Von Andreas Stummer |
    Sie ist nicht größer als ein Ei, außen pelzig und matschbraun, innen giftgrün. Mit der schrumpeligen, ledrigen Haut ist sie nicht gerade eine Schönheit. Aber in Neuseeland ist die Kiwi ein Star.

    In Te Puke, dem Zentrum der neuseeländischen Kiwi-Industrie, hat man der Nationalfrucht ein Denkmal gesetzt. Am Fuß einer 20 Meter hohen Riesen-Kiwi erzählt Farmer Simon Elton wie eine Schullehrerin im Jahr 1904 die Samen einer wilden Stachelbeere von China mit zurück nach Neuseeland brachte. Obstbauern begannen die kleinen, harten Früchte immer größer und saftiger zu züchten, tauften sie Ende der 50iger in "Kiwi" um und pflanzten sie in riesigen Plantagen an:

    Viele Leute sind erstaunt, wenn sie erfahren wie Kiwi-Früchte angebaut werden. Denn sie wachsen an einer Rebe nicht an einem Busch oder einem Baum. Auch nicht unter der Erde wie einige glauben. Kiwis wachsen an Reben, die von weiter weg betrachtet, fast wie Weinstöcke aussehen.

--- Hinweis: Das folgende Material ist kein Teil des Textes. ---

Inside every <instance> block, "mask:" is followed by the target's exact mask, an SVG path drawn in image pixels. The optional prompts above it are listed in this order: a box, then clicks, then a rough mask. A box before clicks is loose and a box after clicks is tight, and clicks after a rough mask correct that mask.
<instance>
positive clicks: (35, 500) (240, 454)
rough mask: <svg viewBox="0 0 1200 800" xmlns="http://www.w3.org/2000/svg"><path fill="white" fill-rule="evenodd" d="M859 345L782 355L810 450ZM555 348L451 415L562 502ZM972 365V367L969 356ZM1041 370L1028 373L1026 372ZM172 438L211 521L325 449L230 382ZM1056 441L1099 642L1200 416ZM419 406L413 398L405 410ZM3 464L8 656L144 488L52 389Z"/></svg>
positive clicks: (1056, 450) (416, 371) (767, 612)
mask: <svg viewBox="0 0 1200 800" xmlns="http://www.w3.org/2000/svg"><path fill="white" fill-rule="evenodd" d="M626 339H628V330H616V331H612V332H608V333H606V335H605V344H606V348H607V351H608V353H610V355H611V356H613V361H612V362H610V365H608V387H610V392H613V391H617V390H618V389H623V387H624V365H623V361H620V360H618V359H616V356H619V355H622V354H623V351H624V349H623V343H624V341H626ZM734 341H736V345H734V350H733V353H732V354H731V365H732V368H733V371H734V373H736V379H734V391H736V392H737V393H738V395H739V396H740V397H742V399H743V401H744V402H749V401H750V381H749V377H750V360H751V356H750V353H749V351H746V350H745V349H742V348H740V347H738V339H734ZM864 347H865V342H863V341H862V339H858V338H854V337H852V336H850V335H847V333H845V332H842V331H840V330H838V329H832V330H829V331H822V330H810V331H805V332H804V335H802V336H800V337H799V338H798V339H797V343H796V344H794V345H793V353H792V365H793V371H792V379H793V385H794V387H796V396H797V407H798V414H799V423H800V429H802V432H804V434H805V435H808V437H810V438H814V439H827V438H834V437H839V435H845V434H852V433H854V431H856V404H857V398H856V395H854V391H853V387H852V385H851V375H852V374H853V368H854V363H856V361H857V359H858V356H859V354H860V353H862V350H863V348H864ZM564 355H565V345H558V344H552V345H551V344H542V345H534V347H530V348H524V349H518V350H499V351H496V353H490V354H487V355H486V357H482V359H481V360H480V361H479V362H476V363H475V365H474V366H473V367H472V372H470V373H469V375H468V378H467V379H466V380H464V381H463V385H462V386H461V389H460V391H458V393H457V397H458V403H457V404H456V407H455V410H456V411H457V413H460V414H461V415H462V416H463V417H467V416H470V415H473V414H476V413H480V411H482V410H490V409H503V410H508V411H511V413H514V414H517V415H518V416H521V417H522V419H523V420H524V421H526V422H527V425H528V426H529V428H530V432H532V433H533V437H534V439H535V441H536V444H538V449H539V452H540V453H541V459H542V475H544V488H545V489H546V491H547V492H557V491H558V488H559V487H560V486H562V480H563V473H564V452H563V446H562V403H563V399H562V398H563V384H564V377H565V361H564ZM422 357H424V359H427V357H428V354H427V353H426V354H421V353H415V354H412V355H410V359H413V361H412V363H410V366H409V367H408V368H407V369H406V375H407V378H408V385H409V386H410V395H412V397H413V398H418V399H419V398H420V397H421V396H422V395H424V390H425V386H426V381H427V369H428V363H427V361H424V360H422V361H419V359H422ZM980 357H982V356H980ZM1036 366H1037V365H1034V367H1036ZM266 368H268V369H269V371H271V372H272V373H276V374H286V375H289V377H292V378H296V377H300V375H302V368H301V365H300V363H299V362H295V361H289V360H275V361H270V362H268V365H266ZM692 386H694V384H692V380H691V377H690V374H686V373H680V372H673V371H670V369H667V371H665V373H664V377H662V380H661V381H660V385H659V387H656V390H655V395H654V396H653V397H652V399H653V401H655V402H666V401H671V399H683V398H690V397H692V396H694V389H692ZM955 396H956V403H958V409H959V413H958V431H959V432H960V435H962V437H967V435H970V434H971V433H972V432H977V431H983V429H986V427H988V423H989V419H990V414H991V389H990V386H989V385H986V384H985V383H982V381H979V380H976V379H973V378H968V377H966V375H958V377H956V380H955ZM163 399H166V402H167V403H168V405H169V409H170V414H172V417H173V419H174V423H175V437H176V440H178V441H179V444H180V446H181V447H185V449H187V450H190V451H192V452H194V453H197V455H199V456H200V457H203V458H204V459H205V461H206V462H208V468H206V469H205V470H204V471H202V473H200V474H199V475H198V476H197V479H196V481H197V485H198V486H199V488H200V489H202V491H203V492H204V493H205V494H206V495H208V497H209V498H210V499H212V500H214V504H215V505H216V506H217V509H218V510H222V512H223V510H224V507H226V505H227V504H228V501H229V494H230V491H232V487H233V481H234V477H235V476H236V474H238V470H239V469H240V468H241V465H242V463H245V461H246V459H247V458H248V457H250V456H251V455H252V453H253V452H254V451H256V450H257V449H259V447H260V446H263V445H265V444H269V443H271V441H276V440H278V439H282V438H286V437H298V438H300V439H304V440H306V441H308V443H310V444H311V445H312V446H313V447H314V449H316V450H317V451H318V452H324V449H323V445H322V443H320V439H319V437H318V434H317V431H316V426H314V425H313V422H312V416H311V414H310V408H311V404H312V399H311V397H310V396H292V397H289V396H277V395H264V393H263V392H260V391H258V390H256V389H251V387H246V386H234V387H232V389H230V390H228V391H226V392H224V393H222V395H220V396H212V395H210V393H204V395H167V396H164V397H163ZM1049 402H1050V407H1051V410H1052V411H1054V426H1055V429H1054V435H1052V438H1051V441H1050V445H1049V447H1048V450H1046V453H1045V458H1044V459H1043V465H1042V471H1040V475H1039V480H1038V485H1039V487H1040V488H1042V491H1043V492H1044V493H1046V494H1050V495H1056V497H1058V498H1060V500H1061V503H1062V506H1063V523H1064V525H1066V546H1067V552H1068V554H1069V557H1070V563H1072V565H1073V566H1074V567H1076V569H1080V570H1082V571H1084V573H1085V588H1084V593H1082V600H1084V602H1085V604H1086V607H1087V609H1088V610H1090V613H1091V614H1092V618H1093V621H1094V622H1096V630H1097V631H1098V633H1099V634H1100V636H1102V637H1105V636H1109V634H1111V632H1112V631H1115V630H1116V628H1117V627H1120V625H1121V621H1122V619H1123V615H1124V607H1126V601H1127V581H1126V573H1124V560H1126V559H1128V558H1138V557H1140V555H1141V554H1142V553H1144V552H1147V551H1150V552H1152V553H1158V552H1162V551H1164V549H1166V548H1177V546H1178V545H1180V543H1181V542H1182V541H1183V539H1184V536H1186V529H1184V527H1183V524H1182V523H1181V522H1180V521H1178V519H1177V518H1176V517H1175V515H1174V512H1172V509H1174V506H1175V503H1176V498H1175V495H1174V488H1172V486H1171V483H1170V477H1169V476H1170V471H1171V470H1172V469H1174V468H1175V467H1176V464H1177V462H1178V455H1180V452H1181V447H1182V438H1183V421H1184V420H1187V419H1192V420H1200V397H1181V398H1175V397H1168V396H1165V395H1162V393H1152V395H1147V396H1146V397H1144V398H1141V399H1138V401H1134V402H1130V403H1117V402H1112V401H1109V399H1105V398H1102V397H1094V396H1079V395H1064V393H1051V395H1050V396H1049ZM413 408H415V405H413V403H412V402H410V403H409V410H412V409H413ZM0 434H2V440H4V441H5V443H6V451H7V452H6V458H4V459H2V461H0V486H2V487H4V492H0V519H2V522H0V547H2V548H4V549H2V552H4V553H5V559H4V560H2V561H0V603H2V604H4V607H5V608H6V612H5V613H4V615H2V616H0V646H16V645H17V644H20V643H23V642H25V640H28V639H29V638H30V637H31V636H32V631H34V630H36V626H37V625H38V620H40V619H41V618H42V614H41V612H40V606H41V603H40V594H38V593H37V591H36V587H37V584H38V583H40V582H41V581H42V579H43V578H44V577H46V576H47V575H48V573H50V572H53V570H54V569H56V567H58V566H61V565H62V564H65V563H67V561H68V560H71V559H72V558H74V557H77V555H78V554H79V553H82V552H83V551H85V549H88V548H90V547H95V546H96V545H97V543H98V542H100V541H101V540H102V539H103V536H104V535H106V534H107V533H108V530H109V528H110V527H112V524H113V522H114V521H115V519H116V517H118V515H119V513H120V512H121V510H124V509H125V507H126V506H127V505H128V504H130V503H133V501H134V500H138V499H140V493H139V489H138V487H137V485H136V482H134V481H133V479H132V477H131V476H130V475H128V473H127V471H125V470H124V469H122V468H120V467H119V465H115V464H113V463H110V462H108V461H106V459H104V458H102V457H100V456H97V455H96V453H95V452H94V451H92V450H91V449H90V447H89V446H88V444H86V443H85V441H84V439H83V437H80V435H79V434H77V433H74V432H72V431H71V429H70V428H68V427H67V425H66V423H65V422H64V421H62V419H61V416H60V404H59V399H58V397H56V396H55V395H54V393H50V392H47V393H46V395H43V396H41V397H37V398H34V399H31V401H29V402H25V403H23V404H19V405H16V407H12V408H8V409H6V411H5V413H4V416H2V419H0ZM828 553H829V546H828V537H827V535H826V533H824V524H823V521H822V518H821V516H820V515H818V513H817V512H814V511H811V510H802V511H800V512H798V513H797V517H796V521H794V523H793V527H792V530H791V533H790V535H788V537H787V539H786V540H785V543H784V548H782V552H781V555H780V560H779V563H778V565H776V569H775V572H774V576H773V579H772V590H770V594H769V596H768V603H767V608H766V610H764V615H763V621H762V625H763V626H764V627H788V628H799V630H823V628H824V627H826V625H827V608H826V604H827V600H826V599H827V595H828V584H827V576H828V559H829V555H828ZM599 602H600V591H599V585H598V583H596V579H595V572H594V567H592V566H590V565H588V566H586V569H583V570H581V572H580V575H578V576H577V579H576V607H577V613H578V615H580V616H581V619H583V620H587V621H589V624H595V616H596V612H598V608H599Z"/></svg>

    An einem Holzspalier schlingen sich die einzelnen Triebe bis zu einer Höhe von zwei Metern empor. Oben ranken sie zusammen und bilden ein grünes Dach unter dem der Kiwi-Farmer bequem spazieren kann. Etwa im Verhältnis 1:5 werden männliche und weibliche Reben gesetzt. Nur die weiblichen tragen Früchte und stehen erst nach sieben Jahren in voller Produktion. Zur Ernte, im Frühjahr, baumeln dann mehr als 1000 Kiwis an einer einzigen Rebe.

    Pflücken, waschen, sortieren und dann einzeln verpacken: Die Kiwi-Ernte ist reine Handarbeit. Allein in Neuseeland werden jährlich 60 Millionen Kisten produziert. Und in jeder Frucht steckt alles, was der Hausarzt empfiehlt. Doppelt so viel Vitamin C wie eine Orange und fast dreimal mehr Vitamin E als eine Avocado, wenig Kalorien und so viel Ballaststoffe wie eine Banane. Eine Gruppe deutscher Touristen ist beeindruckt, dass es eine kleine Kiwi mit einer ganzen Obstschale aufnehmen kann:

    Alles drin, was man zum Leben bräuchte. Von allen eisenhaltigen Sachen über Mineralien - also man könnte sich von Kiwis über Wasser halten.

    Doch längst nicht alle Früchte landen im Obstregal der Supermärkte. Es gibt Kiwi-Kekse und - Pralinen, Kiwi-Tee, -Likör, -Wein oder Marmelade, Kiwi-Handcreme, -Haarwasser und -Seife. Die neuseeländischen Farmer haben jetzt sogar eine neue Variante gezüchtet. Die Gold-Kiwi ist innen gelb statt grün, hat ein süßeres Fruchtfleisch und außen keinen Pelz mehr:

    Wir in Neuseeland haben die längste Erfahrung beim Kiwi-Anbau. Wir haben all die Fehler zuerst gemacht und jeder hat von uns gelernt,

    sagt Kiwi-Farmer Simon Elton.

    Mit der Gold-Frucht sind wir allen einen Schritt voraus - sie wird exklusiv bei uns angebaut. Ein Extra-Trumpf im Weltmarkt. Und wir Neuseeländer sind sowieso davon überzeugt, dass wir die besten Kiwis der Welt ernten.

    Ein Früchtchen geht um die Welt. Obwohl sie heute auch in Australien, Südafrika, Asien und Europa angebaut wird, heißt die Kiwi überall Kiwi. Sie ist das ganze Jahr zu haben, weil sie in der südlichen und der nördlichen Hemisphäre geerntet wird. Doch am anderen Ende der Welt ist man stolz auf die 100jährige Erfolgsgeschichte wie aus der wilden, chinesischen Stachelbeere Neuseelands Nationalfrucht wurde. Denn Neuseeländer sind wie Kiwis: Außen eine raue Schale, aber dahinter haben sie einen weichen Kern.